Member of Parliament James Lim (WP-Sengkang) had filed questions on e-cigarettes or vapes, asking if the potential loss of tax revenue was a factor in disallowing e-cigarettes.
In a written reply, Mr Wong said the ban was to protect Singapore's population from the harms of e-cigarettes, also known as vapes.
"The potential loss in tobacco tax revenue from the reduced consumption of tobacco products was not a factor in this decision," said Mr Wong, who is also the Finance Minister.
Assoc Prof Lim also asked about the practical limitations of introducing an equivalent nicotine tax on e-cigarette products if they were to be made legal.
Mr Wong said that if the government were to legalise and tax e-cigarettes, “the challenges would be similar to those we encounter for cigarettes and other tobacco products today”.
“In any case, the government has no plans to change our current approach, as our priority is to protect the health of our population and prevent e-cigarettes from causing harm to our people, especially younger Singaporeans,” he added.
Vaping is illegal in Singapore and offenders can be fined up to S$2,000 (US$1,490). Those who import, distribute or sell such products face stiffer penalties, including a possible jail term.
Authorities announced in December a step up in checks at air, land and sea checkpoints as part of efforts to clamp down on vaping.
During an operation at Changi Airport in late December, 177 arriving passengers were found to be in possession of e-vaporisers, 61 of whom were fined.

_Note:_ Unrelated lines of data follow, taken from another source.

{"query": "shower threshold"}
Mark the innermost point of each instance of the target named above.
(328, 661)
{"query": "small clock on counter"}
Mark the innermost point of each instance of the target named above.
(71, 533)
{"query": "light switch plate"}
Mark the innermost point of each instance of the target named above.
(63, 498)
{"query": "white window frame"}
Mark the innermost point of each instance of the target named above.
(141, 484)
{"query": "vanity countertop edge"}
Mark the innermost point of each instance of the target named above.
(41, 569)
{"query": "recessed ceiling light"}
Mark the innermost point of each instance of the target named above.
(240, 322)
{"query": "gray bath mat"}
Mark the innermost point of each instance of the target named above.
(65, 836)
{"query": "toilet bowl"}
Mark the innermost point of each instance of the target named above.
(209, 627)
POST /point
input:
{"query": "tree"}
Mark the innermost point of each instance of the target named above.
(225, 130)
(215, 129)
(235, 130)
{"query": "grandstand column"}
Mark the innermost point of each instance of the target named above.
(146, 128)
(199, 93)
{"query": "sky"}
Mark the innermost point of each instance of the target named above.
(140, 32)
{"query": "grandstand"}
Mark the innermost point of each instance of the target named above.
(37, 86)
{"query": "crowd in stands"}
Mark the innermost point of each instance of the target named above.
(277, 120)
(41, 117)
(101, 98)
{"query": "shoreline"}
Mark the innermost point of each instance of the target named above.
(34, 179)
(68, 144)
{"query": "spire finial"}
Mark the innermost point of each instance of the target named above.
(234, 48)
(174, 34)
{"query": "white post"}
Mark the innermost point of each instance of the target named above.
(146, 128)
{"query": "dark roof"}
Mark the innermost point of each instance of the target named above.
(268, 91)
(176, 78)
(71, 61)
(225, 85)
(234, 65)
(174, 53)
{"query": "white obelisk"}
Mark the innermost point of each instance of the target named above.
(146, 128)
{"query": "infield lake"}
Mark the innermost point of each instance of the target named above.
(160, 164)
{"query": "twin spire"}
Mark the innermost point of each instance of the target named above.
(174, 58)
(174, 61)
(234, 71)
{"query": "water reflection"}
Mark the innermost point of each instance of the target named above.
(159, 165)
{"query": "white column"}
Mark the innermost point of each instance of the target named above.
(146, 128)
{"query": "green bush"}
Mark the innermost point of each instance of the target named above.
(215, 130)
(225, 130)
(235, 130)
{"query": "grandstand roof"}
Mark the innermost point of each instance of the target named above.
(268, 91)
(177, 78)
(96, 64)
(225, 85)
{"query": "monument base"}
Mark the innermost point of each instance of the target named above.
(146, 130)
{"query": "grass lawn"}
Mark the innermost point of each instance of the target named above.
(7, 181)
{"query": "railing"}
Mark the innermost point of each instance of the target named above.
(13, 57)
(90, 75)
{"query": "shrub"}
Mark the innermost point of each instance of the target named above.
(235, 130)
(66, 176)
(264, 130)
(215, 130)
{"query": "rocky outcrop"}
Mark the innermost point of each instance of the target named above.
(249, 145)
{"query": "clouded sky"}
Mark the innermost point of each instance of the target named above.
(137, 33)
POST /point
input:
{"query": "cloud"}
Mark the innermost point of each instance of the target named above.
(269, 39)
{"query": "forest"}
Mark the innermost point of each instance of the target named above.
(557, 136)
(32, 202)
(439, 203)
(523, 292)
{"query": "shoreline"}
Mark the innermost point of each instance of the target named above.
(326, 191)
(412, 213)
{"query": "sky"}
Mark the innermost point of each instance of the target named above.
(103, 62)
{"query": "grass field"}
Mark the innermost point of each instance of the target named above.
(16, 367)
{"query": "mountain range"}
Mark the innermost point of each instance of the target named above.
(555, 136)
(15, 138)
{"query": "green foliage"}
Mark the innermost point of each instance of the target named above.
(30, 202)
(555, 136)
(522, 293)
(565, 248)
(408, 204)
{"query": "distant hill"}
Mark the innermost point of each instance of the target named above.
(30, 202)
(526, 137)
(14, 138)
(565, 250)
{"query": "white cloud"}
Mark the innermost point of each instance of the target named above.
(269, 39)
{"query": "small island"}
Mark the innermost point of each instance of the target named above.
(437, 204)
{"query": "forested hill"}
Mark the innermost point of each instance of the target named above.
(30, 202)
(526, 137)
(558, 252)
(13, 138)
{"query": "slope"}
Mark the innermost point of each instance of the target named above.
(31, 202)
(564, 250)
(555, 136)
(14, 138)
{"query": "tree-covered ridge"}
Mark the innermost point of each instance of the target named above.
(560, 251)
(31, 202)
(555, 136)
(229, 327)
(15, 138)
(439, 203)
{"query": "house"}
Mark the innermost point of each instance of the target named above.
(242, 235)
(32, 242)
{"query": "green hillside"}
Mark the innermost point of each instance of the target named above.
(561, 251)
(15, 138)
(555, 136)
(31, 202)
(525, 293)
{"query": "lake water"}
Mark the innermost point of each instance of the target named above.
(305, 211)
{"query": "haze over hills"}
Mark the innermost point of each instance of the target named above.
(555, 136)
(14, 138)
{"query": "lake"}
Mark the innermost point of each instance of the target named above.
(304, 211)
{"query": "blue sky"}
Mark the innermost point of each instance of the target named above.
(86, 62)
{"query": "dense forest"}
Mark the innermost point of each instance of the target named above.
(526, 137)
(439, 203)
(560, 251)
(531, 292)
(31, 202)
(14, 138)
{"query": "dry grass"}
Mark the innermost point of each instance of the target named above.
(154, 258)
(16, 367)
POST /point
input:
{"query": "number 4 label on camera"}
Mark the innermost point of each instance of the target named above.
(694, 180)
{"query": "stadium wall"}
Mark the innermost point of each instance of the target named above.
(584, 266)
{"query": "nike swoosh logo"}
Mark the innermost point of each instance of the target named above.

Aside from the border checkpoints, authorities will also increase checks at places such as the central business district, shopping centres, parks and smoking areas, as well as public entertainment outlets such as bars and clubs.
Calling these locations “public hotspots”, authorities said offenders will be issued fines on the spot.
The illicit sale of e-vaporisers via social media and messaging platforms is also being monitored, to curb online access of such items.